By the Court, Edwards, J.

At the time that Pomeroy filed his petition in bankruptcy, the defendants had no set-off to the claim of the partnership firm of Preston & Pomeroy. This claim formed a part of the assets which were set out by Pomeroy in the schedule annexed to his petition, and which were to be applied pro rata for the payment of creditors. After this petition had been filed, and with a full knowledge of the insolvency of Preston & Pomeroy, the defendants purchased a note of the firm, which they now propose to offset against their indebtedness.
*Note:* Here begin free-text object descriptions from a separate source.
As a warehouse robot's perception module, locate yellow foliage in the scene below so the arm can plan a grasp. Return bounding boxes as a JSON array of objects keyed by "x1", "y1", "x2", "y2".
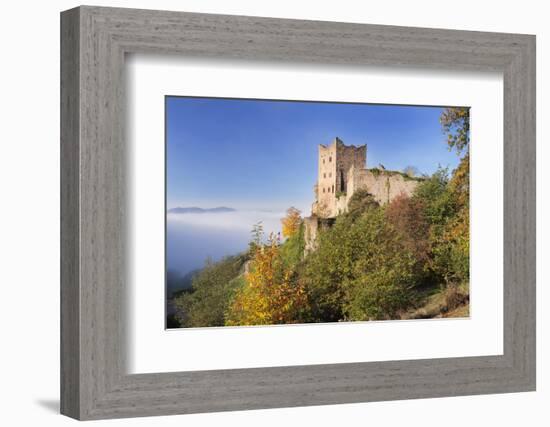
[{"x1": 226, "y1": 235, "x2": 307, "y2": 326}]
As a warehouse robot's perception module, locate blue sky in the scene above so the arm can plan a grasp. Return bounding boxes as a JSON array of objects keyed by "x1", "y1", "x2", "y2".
[{"x1": 166, "y1": 97, "x2": 459, "y2": 214}]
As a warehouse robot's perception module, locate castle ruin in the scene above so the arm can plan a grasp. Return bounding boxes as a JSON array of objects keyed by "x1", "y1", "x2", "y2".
[{"x1": 304, "y1": 137, "x2": 421, "y2": 252}]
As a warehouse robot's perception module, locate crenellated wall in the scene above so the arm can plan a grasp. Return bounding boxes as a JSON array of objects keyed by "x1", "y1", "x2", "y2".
[
  {"x1": 346, "y1": 168, "x2": 421, "y2": 205},
  {"x1": 304, "y1": 138, "x2": 422, "y2": 253}
]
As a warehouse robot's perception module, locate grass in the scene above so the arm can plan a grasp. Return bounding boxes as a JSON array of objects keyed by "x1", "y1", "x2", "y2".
[{"x1": 401, "y1": 283, "x2": 470, "y2": 319}]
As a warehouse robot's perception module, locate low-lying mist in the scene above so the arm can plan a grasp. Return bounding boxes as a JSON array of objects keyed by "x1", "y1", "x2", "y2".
[{"x1": 166, "y1": 210, "x2": 285, "y2": 275}]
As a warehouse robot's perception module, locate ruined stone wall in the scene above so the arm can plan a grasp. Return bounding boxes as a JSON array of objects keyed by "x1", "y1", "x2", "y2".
[
  {"x1": 313, "y1": 138, "x2": 367, "y2": 218},
  {"x1": 315, "y1": 143, "x2": 336, "y2": 217},
  {"x1": 346, "y1": 168, "x2": 419, "y2": 205},
  {"x1": 335, "y1": 138, "x2": 367, "y2": 193}
]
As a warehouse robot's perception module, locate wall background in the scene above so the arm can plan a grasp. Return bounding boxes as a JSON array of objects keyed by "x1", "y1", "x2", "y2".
[{"x1": 0, "y1": 0, "x2": 550, "y2": 427}]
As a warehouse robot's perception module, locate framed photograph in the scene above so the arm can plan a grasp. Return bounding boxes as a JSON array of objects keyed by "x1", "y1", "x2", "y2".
[{"x1": 61, "y1": 6, "x2": 536, "y2": 420}]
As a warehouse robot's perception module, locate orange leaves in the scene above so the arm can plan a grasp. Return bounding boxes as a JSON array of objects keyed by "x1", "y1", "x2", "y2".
[
  {"x1": 226, "y1": 234, "x2": 307, "y2": 326},
  {"x1": 281, "y1": 207, "x2": 302, "y2": 237}
]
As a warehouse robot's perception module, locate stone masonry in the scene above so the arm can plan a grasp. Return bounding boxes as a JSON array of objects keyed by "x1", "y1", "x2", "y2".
[{"x1": 304, "y1": 137, "x2": 420, "y2": 252}]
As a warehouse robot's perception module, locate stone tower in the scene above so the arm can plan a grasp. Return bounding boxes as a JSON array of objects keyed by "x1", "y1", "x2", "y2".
[{"x1": 314, "y1": 138, "x2": 367, "y2": 218}]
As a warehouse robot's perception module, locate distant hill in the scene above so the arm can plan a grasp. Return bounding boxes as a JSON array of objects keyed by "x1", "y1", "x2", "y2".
[
  {"x1": 168, "y1": 206, "x2": 236, "y2": 214},
  {"x1": 166, "y1": 268, "x2": 201, "y2": 298}
]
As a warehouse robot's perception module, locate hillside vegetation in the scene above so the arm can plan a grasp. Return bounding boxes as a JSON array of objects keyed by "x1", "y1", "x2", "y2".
[{"x1": 170, "y1": 108, "x2": 469, "y2": 327}]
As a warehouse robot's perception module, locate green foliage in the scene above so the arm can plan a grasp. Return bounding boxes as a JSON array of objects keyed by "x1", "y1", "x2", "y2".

*520If we should adopt the rule which was laid down by Justice Story in Ex parte Foster, (5 Law Rep. 55,) that when the decree in bankruptcy is passed, it relates back, for all the purposes of the act, to the time of the petition, the claim which is set up by the defendants would be clearly untenable. But this rule, although often reiterated by him in other cases, does not seem to have been universally adopted, at least to its full extent. Thus in the case of Miller v. Black, (1 Barr's Penn. Rep. 420,) where an execution was levied upon the property of a bankrupt after the filing of his petition, and before a decree, upon a judgment entered up before the petition, it was held that the right of the judgment creditor was prior and superior to that of the assignee in bankruptcy. And in the case of Berthelon v. Betts, (4 Hill, 577,) where proceedings had been commenced against a judgment debtor under the non-imprisonment act of this state before the filing of the petition in bankruptcy, and where after the petition, but before a decree, the officer who issued the warrant had made an order that the debtor assign his property, it was held that such assignment was valid; and the court said • that a transfer of the debtor’s property in invitum, made to satisfy his debt, and made bona fide prior to a decree in bankruptcy, should not be overreached by that decree. It will be observed, however, that in both of these cases, as well as in the other cases cited on the argument, the proceedings were coercive; that they were founded upon a judgment existing before the petition; and that the property of the bankrupt had actually been taken from him before a decree in bankruptcy.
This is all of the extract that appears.